A network built round a
network It is now possible to look forward to a time when we will
understand the functioning of a cell in its totality - a hitherto
unprecedented achievement. Furthermore, this project has enabled
us to establish a collaborative network of laboratories and has
created the biological and informatics tools needed to speed up
the study of much more complex organisms, such as plants and man
The creators of EUROFAN have anticipated the development of even
more ambitious projects and have evolved a structure to cope with
this task. They have taken care to ensure that the work of the scientists
will be backed up by consortia of services responsible for the administrative
coordination and development of databases and other informatics
tools designed to facilitate the use of the mass of data generated
by the project itself. A centre for the storage of cultures and
biological material needed for functional analysis purposes has
been set up. In addition, the involvement of the YIP (Yeast Industrial
Platform), a network of undertakings built up round the sequencing
project, will guarantee the rapid transfer of technology to industry.

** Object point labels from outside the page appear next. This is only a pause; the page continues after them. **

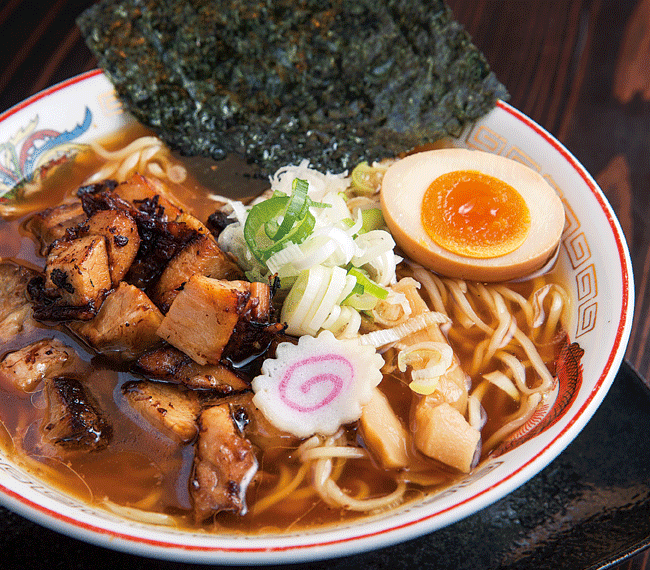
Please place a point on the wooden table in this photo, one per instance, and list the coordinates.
(580, 68)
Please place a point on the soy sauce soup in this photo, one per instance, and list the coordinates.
(143, 473)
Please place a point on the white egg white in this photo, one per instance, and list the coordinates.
(402, 192)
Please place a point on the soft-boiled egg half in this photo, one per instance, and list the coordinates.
(472, 215)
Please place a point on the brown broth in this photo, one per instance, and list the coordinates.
(143, 468)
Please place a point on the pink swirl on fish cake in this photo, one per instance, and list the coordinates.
(331, 369)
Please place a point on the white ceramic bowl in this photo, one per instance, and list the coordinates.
(593, 255)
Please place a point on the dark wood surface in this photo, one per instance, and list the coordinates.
(580, 68)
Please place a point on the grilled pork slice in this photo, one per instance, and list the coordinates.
(77, 272)
(51, 224)
(73, 420)
(201, 256)
(122, 239)
(15, 308)
(383, 432)
(224, 465)
(27, 367)
(169, 408)
(443, 433)
(125, 326)
(203, 316)
(170, 364)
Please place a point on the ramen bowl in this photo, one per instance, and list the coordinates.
(593, 261)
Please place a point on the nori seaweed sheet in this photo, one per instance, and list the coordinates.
(278, 81)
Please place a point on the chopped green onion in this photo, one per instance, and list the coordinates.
(261, 246)
(295, 210)
(367, 179)
(373, 219)
(369, 286)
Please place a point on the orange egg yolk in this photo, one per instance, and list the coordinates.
(475, 215)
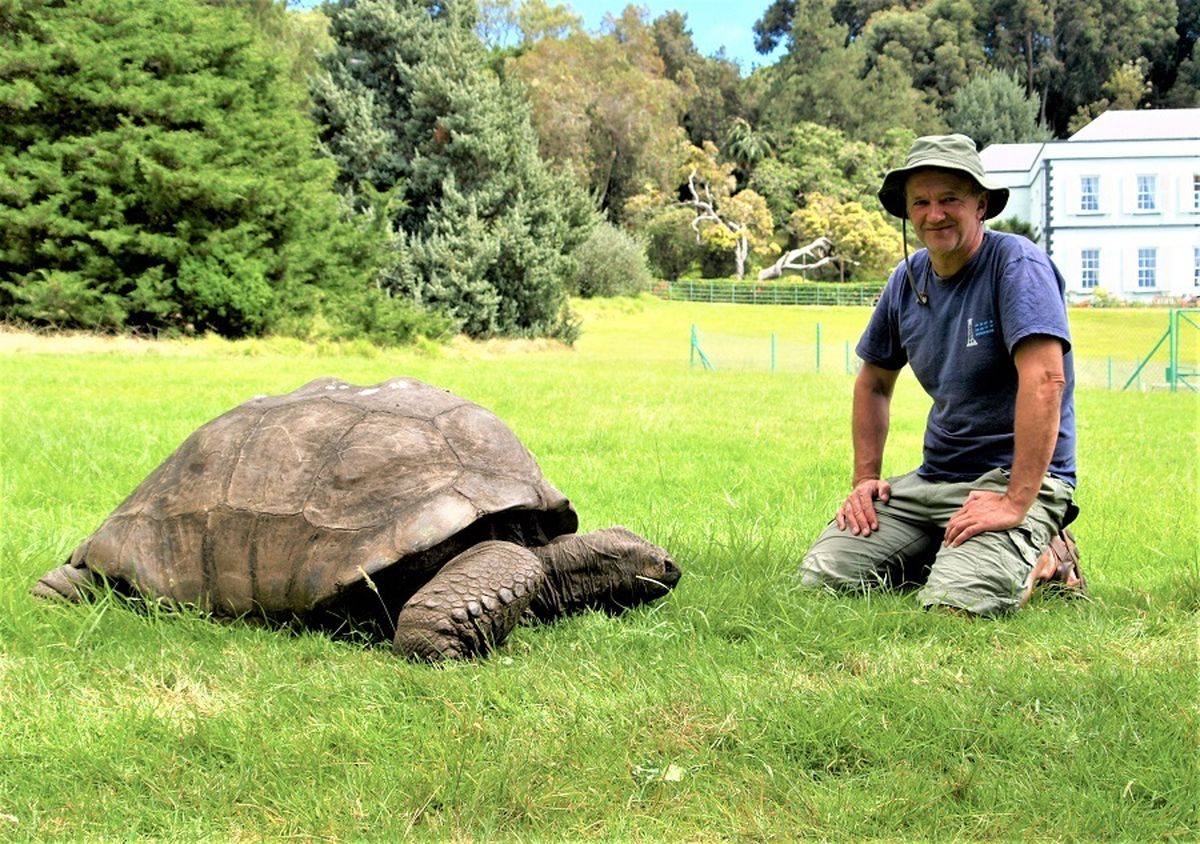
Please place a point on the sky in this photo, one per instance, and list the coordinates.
(713, 23)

At the industrial level, this innovative project is also producing
spin-off benefits in terms of company and job creation. Thus it
is that two German SMEs have come into being in the wake of the
involvement of researchers in the original genome sequencing project.
(1) 27 laboratories in Germany, 21 in France,
10 in Switzerland, 9 in Belgium, 1 in Greece, 8 in Italy, 17 in
Spain, 19 in the UK, 2 in Portugal, 2 in Sweden, 7 in Austria, 8
in the Netherlands, 1 in Denmark and 2 in Finland.
(2) 6 in Switzerland, 9 in Spain, 1 in Greece, 6 in Austria, 6 in
Belgium, 12 in the UK, 14 in France, 11 in Germany, 4 in Italy,
6 in the Netherlands, 1 in Finland, 2 in Sweden and 1 in Portugal.